Figure 1.

The essence of ferroptosis is iron-dependent lipid peroxidation. Fe³⁺ circulating in the bloodstream is endocytosed as the Fe³⁺-TF-TFR1 complex. In the cell, Fe³⁺ is dissociated from TF and is reduced to Fe²⁺ by STEAP3, and Fe²⁺ is stored in ferritin. NCOA4 promotes Fe²⁺ to be released from ferritin and enters the labile iron pool, which participates in multiple cellular processes and the Fenton reaction. The phospholipids containing PUFA chain are generated from PUFAs by ACSL4 and LPCAT3, which are peroxidized through the Fenton reaction to form toxic lipid hydroperoxides. The process of lipid peroxidation is antagonized by the GSH-GPX4 pathway.
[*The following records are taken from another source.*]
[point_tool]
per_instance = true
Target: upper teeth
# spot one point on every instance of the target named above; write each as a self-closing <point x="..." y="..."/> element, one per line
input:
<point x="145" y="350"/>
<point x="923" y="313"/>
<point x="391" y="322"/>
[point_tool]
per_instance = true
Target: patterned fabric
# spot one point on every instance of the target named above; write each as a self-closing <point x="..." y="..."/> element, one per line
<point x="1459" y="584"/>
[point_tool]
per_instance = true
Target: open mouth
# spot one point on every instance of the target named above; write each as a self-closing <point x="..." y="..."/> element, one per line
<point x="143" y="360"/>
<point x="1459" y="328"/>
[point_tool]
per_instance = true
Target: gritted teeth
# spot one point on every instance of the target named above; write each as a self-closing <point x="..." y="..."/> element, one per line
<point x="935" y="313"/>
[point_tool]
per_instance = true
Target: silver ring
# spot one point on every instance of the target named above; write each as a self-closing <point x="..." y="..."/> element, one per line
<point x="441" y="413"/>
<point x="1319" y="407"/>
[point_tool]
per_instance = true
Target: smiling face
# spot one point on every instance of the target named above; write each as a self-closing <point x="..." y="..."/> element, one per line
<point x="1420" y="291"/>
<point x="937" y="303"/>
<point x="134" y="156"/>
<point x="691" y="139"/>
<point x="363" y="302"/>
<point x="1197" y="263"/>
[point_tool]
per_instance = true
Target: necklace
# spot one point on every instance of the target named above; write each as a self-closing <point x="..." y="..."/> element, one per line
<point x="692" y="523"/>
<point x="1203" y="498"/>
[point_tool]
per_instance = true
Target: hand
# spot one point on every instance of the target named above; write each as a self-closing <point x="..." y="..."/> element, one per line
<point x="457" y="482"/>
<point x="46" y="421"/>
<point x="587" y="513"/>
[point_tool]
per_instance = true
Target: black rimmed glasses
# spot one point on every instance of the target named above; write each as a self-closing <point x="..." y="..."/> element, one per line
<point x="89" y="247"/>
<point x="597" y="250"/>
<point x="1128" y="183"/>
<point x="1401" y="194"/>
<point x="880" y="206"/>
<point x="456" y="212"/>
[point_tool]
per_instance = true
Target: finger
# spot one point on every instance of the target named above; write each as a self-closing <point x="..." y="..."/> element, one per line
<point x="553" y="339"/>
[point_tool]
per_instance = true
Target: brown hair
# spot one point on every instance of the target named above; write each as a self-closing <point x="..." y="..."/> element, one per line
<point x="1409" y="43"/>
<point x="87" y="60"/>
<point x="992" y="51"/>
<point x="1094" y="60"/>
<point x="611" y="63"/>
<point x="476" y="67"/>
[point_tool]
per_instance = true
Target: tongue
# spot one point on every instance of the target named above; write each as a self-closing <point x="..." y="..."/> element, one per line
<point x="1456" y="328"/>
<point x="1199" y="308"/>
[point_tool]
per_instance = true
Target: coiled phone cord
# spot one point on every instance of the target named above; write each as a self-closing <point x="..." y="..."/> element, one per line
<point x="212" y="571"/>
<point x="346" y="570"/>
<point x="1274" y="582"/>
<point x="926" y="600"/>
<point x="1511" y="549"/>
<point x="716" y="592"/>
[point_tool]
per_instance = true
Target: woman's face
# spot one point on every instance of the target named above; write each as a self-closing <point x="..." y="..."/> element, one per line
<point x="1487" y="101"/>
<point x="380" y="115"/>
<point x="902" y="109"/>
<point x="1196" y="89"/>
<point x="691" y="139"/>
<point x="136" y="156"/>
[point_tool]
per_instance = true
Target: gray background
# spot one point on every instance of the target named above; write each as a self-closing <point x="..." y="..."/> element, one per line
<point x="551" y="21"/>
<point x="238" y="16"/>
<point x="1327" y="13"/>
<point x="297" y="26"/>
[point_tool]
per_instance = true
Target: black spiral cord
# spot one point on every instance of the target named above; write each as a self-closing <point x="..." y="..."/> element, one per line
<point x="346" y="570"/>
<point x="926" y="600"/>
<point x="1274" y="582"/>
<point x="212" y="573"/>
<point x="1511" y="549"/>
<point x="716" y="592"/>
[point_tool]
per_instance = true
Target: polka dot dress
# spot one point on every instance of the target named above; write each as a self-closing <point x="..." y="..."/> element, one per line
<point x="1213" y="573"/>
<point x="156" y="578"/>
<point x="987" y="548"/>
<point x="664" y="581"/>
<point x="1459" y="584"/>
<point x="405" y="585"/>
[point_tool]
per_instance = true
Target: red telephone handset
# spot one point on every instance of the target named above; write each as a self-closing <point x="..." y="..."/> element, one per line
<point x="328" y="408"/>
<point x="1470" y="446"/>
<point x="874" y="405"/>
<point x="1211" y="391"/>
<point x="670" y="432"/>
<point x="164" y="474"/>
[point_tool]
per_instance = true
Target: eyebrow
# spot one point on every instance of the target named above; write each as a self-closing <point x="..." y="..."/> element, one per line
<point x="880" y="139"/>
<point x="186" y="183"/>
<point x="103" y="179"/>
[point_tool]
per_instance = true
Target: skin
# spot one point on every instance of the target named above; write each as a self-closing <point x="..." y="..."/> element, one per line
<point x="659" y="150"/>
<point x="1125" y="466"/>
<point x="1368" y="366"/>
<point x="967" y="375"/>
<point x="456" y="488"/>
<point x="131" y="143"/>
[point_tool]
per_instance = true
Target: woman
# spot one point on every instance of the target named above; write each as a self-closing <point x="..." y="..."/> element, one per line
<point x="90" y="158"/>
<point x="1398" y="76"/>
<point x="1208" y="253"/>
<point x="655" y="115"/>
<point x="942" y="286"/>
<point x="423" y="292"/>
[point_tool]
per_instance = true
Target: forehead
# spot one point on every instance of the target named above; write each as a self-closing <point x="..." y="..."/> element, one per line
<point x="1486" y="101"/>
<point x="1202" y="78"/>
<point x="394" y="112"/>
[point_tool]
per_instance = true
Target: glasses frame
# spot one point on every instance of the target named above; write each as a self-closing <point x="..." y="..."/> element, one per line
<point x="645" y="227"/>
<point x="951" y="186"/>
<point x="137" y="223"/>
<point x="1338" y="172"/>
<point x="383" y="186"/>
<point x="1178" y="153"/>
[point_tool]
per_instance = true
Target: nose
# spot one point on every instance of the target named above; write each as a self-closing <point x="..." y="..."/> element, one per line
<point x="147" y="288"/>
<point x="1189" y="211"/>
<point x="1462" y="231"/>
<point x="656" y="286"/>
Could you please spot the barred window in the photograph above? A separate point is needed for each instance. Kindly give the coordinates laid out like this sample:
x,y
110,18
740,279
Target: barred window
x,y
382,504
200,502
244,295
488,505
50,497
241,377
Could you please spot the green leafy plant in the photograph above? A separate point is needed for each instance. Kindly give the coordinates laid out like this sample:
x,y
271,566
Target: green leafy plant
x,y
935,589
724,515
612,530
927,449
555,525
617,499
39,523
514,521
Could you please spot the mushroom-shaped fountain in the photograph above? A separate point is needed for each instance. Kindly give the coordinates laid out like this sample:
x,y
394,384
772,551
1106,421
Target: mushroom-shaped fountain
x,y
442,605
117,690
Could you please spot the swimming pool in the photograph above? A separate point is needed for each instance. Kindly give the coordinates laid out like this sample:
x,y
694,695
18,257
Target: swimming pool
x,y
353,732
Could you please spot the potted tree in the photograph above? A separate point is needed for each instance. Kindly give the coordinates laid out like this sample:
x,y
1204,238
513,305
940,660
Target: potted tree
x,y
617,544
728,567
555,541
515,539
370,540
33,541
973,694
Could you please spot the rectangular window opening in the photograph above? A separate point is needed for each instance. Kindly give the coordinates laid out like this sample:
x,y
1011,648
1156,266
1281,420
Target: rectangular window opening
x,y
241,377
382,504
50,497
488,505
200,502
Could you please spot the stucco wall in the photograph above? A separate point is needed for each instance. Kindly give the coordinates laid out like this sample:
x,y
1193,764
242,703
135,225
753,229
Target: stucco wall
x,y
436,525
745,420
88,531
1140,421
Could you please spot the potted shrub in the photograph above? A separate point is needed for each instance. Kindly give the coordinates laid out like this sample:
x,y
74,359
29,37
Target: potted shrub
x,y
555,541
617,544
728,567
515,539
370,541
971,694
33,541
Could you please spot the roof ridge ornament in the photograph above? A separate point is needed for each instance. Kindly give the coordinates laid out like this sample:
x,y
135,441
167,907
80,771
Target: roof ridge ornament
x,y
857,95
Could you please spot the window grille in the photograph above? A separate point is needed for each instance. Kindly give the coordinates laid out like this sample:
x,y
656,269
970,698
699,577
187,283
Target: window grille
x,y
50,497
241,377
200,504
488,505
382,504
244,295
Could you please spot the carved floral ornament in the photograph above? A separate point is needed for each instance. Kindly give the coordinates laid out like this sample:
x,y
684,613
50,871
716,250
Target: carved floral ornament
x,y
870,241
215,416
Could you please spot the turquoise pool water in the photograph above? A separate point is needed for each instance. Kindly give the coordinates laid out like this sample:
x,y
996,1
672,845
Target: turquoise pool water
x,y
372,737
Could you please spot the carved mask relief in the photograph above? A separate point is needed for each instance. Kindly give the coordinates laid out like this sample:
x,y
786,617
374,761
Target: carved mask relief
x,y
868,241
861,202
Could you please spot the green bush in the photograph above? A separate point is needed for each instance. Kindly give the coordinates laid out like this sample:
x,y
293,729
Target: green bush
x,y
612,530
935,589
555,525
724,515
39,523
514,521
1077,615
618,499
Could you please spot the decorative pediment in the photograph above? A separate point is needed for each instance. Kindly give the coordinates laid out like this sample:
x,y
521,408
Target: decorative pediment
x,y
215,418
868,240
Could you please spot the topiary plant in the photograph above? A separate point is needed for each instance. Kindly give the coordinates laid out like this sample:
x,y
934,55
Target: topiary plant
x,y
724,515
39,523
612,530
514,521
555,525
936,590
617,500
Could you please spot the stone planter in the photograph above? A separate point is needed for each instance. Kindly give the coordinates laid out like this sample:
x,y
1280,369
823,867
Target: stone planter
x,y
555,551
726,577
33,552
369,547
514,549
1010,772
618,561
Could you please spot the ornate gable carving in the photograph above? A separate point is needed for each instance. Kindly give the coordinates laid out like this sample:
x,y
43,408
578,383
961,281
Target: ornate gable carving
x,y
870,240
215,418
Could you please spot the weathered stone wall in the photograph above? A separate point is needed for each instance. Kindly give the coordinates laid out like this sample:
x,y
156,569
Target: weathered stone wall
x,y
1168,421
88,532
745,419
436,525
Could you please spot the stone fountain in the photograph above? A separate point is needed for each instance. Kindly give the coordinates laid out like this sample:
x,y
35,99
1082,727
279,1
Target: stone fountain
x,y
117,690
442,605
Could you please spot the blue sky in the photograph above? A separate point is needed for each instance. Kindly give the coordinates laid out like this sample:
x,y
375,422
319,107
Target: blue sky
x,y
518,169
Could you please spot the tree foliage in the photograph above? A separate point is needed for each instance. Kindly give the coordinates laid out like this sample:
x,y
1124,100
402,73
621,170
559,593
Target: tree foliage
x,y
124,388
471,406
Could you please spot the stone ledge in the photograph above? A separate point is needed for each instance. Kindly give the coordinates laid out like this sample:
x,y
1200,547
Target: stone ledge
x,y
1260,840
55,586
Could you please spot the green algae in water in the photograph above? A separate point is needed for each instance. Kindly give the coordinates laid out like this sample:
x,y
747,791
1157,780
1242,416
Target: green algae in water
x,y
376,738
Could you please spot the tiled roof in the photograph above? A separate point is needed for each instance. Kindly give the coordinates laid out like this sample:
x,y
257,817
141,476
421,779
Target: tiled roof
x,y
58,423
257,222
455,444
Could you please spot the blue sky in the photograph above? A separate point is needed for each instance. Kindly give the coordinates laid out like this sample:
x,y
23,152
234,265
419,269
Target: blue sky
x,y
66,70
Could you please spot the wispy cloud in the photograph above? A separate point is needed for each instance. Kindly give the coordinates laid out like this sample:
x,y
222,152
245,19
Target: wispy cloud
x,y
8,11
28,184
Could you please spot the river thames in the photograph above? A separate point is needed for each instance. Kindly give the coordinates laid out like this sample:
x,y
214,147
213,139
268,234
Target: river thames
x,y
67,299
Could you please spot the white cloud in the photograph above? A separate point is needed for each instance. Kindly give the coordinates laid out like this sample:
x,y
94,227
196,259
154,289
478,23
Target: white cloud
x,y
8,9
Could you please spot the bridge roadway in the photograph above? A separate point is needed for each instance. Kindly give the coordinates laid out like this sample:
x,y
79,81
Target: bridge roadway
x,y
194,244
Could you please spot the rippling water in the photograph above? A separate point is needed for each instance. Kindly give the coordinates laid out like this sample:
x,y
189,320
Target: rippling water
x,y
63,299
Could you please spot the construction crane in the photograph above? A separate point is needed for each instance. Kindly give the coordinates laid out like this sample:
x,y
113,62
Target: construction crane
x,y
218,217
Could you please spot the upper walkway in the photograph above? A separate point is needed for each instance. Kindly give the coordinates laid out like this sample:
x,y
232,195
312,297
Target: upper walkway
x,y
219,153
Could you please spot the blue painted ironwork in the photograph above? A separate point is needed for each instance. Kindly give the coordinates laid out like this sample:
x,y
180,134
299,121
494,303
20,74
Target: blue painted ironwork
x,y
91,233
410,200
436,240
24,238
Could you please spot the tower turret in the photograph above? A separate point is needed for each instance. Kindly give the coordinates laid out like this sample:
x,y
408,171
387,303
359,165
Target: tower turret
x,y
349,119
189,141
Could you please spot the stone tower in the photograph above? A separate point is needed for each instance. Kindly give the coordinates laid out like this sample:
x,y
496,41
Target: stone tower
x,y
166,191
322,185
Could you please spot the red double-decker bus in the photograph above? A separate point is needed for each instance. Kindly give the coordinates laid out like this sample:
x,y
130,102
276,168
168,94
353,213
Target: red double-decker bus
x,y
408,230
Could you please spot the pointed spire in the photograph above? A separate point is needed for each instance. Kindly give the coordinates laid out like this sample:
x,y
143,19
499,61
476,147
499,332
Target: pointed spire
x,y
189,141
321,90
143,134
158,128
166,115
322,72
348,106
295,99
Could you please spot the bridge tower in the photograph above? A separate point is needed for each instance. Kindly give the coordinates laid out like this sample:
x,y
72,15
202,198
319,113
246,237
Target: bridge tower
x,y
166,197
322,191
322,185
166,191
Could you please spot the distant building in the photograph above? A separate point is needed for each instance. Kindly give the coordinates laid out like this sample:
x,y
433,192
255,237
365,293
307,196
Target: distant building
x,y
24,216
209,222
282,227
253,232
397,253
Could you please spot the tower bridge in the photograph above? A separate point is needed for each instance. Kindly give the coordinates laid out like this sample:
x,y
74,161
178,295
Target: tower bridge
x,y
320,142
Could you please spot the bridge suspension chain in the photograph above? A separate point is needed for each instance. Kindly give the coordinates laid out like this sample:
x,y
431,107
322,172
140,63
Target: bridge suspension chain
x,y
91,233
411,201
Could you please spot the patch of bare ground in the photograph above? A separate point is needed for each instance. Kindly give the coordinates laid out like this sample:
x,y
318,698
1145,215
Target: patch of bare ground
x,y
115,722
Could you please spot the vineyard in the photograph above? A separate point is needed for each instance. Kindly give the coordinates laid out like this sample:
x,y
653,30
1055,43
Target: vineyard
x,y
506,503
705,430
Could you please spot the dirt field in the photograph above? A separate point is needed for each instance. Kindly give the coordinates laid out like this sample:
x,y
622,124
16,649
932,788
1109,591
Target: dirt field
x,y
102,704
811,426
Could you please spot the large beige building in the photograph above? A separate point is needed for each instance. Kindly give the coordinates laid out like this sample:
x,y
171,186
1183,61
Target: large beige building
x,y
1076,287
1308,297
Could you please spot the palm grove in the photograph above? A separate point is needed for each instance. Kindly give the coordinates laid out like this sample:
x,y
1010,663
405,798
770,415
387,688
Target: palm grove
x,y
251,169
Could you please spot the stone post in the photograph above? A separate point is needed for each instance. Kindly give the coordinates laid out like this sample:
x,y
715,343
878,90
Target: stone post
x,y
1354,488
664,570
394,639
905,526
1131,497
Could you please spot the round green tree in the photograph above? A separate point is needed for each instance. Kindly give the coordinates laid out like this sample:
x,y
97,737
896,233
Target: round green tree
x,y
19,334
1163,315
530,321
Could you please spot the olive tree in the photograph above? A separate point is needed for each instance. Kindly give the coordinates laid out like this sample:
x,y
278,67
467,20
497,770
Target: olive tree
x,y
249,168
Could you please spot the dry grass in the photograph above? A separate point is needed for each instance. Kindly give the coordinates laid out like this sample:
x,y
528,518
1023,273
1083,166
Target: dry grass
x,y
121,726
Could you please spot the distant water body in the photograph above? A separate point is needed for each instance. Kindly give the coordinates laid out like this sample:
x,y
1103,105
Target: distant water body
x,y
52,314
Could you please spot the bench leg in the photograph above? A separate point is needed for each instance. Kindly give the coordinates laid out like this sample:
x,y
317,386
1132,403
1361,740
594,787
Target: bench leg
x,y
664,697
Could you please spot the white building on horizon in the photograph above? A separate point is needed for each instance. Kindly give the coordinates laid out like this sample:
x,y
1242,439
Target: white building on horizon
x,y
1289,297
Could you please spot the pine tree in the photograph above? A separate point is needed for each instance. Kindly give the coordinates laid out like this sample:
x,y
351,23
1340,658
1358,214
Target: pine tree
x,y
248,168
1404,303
System x_c⁻ transports cystine into the cell, which is reduced to cysteine, the rate-limiting precursor of GSH. GPX4 uses GSH as a cofactor to convert lipid hydroperoxides to nontoxic lipid alcohols, thereby inhibiting ferroptosis. ACSL4, acyl-CoA synthetase long-chain family member 4; Fe³⁺, ferric iron; Fe²⁺, ferrous iron; GPX4, glutathione peroxidase 4; GSH, glutathione; LPCAT3, lysophosphatidylcholine acyltransferase 3; NCOA4, nuclear receptor coactivator 4; PLOOH, phospholipid hydroperoxides; PL-PUFA, phospholipid containing polyunsaturated fatty acid chain; PUFA, polyunsaturated fatty acid; SLC40A1, solute carrier family 40 member 1 (also known as ferroportin); STEAP3, six-transmembrane epithelial antigen of prostate 3; TF, transferrin; TFR1, TF receptor 1.